Sidang Lanjutan Korupsi Muksin Badar Digelar di PN Tipikor Gorontalo

Sidang lanjutan terkait dugaan tindak pidana korupsi terhadap terdakwa Muksin Badar kembali digelar di Pengadilan Negeri (PN) Tipikor dan Hubungan Industrial Gorontalo, Senin (6/4/2026). Agenda sidang kali ini adalah pemeriksaan saksi dari pihak Penuntut Umum.
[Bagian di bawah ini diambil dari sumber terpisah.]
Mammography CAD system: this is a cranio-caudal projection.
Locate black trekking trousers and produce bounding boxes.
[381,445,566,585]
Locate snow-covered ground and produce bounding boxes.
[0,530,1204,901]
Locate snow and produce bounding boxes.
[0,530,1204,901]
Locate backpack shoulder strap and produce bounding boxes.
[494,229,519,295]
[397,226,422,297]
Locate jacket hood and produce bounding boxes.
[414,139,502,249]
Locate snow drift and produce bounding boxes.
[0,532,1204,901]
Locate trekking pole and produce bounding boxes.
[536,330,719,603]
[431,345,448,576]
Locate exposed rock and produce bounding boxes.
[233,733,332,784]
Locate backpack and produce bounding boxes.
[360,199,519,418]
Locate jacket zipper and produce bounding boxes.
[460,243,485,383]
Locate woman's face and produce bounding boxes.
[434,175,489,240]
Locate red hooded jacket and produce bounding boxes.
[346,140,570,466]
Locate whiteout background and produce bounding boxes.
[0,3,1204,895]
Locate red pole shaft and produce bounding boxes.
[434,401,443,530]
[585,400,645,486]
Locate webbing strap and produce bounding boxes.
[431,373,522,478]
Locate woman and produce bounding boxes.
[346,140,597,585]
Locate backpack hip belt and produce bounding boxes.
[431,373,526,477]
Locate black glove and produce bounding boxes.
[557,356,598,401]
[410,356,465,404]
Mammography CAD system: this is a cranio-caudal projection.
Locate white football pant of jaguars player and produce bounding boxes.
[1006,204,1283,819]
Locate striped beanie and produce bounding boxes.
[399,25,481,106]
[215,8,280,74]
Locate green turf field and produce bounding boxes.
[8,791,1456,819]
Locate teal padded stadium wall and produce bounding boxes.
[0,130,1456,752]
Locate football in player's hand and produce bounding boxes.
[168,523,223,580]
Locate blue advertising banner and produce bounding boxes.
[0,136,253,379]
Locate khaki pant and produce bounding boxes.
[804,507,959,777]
Kepastian jadwal tersebut telah disampaikan oleh Humas PN Gorontalo.

“Benar, terdakwa MB sidang hari ini, Senin 6 April,” ujar Hakim Juru Bicara PN Gorontalo, Bayu Lesmana Taruna, saat dikonfirmasi, Senin.

Meski sidang dijadwalkan berlangsung pukul 09.00 Wita, hingga pukul 09.30 Wita, terdakwa Muksin Badar belum terlihat di ruang tahanan PN Tipikor Gorontalo. Pantauan di lokasi menunjukkan bahwa mobil tahanan kejaksaan maupun petugas dari kejaksaan juga belum tampak di area pengadilan. Namun demikian, persiapan ruang sidang telah dilakukan.

Kursi majelis hakim, jaksa penuntut umum, serta pengunjung sidang sudah tertata rapi. Suasana di PN Tipikor dan Hubungan Industrial Gorontalo pun masih terpantau lengang menjelang persidangan.

Muksin Badar sebelumnya sempat mengikuti sidang perdana pada 12 Maret 2026. Kejaksaan Negeri (Kejari) Gorontalo Utara telah menetapkan dua mantan petinggi Perusahaan Umum Daerah Air Minum (PUDAM) “Tirta Gerbang Emas” sebagai tersangka dalam kasus dugaan korupsi penyertaan modal tahun anggaran 2018–2019, Kamis (6/11/2025).

Kepala Seksi Intelijen yang juga Plt. Kepala Seksi Tindak Pidana Khusus Kejari Gorontalo Utara saat itu, Bagas Prasetyo Utomo, mengungkapkan bahwa penetapan dilakukan setelah jaksa penyidik memastikan terpenuhinya seluruh unsur alat bukti sebagaimana diatur dalam Pasal 184 KUHAP.

“Penetapan terhadap dua orang tersangka dilakukan oleh Jaksa Penyidik berdasarkan telah terpenuhinya alat bukti yang sah sebagaimana diatur dalam Pasal 184 KUHAP,” ujarnya.

Dua orang yang ditetapkan sebagai tersangka adalah Muksin Badar, Direktur Utama PUDAM Gorontalo Utara periode 2017–2019, dan Djasmin Usu, Direktur Keuangan dan Kepatuhan pada periode yang sama. Keduanya diduga terlibat dalam penyalahgunaan dana penyertaan modal pemerintah yang seharusnya digunakan untuk program Hibah Air Minum Perkotaan bagi Masyarakat Berpenghasilan Rendah (MBR).

Program hibah ini merupakan bantuan dari Kementerian Pekerjaan Umum dan Perumahan Rakyat (PUPR) RI kepada pemerintah daerah untuk meningkatkan akses air bersih. Berdasarkan pedoman resmi, pendanaan kegiatan ini dibiayai terlebih dahulu melalui Penyertaan Modal Pemerintah (PMP) kepada perusahaan daerah, yang kemudian diganti melalui pencairan hibah dari pemerintah pusat setelah diverifikasi oleh kementerian teknis.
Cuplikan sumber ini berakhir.